El antecedente inmediato obliga a examinarlas con cautela. El Presupuesto 2026 había previsto una inflación del 18,3% entre puntas, pero entre enero y agosto los precios ya acumularon un incremento del 21,3%. El relevamiento de expectativas del Banco Central ubica el cierre del año en torno al 30%.

En materia cambiaria, el proyecto estima un dólar promedio de $1.728 y una cotización de $1.847,6 para diciembre de 2027, frente a los $1.600 calculados para fines de 2026. La suba sería del 15,5%, inferior a la inflación interanual prevista para el mismo período.

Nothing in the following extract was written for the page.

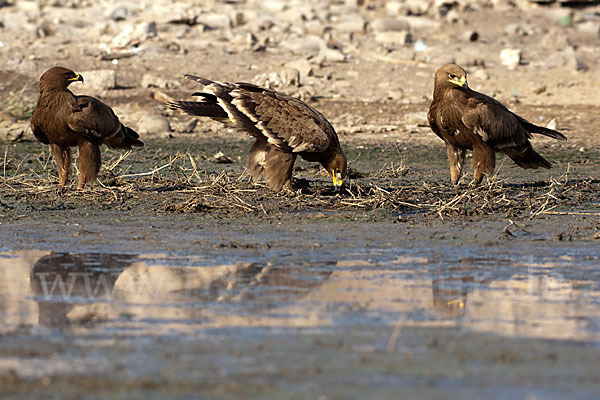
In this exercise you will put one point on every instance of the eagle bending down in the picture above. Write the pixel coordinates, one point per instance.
(283, 126)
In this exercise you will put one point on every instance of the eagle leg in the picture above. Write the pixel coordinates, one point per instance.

Esos supuestos prolongan el uso del tipo de cambio como ancla de precios y mantienen abierta la discusión sobre la competitividad de las empresas argentinas. El Ejecutivo espera exportaciones superiores a US$130.000 millones y un saldo favorable de bienes y servicios de más de US$15.000 millones.

La prueba electoral

La propuesta incluye la reconversión de planes sociales hacia capacitación y empleo formal, el reequipamiento de las fuerzas de seguridad y defensa y una reorganización de la obra pública. De una cartera de 2.339 obras, la Nación conservará la gestión directa de 199; otras intervenciones pasarán a provincias y municipios. Para la deuda, el mensaje plantea fuentes alternativas de financiamiento y una extensión de los vencimientos.

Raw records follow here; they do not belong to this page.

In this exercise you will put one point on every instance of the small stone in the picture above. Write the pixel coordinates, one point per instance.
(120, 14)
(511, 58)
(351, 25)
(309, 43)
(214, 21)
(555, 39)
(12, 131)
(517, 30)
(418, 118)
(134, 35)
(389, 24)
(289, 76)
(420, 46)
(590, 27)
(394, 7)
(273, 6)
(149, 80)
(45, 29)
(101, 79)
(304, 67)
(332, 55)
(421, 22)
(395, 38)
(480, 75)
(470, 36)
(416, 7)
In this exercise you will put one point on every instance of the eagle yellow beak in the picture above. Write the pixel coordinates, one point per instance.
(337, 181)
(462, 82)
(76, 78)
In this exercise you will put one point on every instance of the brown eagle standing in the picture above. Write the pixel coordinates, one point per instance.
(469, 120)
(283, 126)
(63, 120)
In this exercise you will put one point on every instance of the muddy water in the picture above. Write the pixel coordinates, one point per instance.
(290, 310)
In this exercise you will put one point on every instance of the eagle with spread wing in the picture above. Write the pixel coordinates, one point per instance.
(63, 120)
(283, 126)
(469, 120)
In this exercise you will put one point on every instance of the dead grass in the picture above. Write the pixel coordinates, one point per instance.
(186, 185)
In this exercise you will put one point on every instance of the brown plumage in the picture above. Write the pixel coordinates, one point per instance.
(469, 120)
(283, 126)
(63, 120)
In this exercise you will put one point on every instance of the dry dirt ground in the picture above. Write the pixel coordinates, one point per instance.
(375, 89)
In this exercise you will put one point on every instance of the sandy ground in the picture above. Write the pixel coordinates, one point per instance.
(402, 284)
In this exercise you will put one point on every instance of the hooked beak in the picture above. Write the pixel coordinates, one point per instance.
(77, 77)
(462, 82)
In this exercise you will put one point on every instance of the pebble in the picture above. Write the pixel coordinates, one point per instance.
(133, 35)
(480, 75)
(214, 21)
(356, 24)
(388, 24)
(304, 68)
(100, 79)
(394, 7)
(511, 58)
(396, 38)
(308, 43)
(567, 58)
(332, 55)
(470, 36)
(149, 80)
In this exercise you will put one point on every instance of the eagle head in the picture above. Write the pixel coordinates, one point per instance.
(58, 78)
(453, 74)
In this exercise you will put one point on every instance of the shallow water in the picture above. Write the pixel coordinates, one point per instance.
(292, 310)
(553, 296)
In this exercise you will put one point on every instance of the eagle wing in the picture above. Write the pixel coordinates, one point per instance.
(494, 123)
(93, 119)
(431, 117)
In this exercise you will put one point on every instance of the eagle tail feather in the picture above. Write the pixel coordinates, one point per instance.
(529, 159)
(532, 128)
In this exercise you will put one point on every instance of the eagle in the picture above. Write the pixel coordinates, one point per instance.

La baja de impuestos, en cambio, enfrenta las restricciones de una recaudación afectada por la debilidad de la actividad y el consumo. Estimaciones privadas señalan que el PBI habría caído un 0,89% en el segundo trimestre.

Ante empresarios que reclamaban más dinero en circulación, Caputo reafirmó el rumbo: “Al populismo no se lo combate con más populismo. Se lo combate con más ortodoxia”.

El Congreso deberá discutir cómo se traduce esa definición en la asignación de recursos. La eliminación del nomenclador de discapacidad concentra esa tensión: sostener el resultado financiero mediante una modificación que los prestadores consideran una amenaza para la atención. La negociación parlamentaria determinará si el Gobierno consigue convertirla en ley o vuelve a encontrar un límite.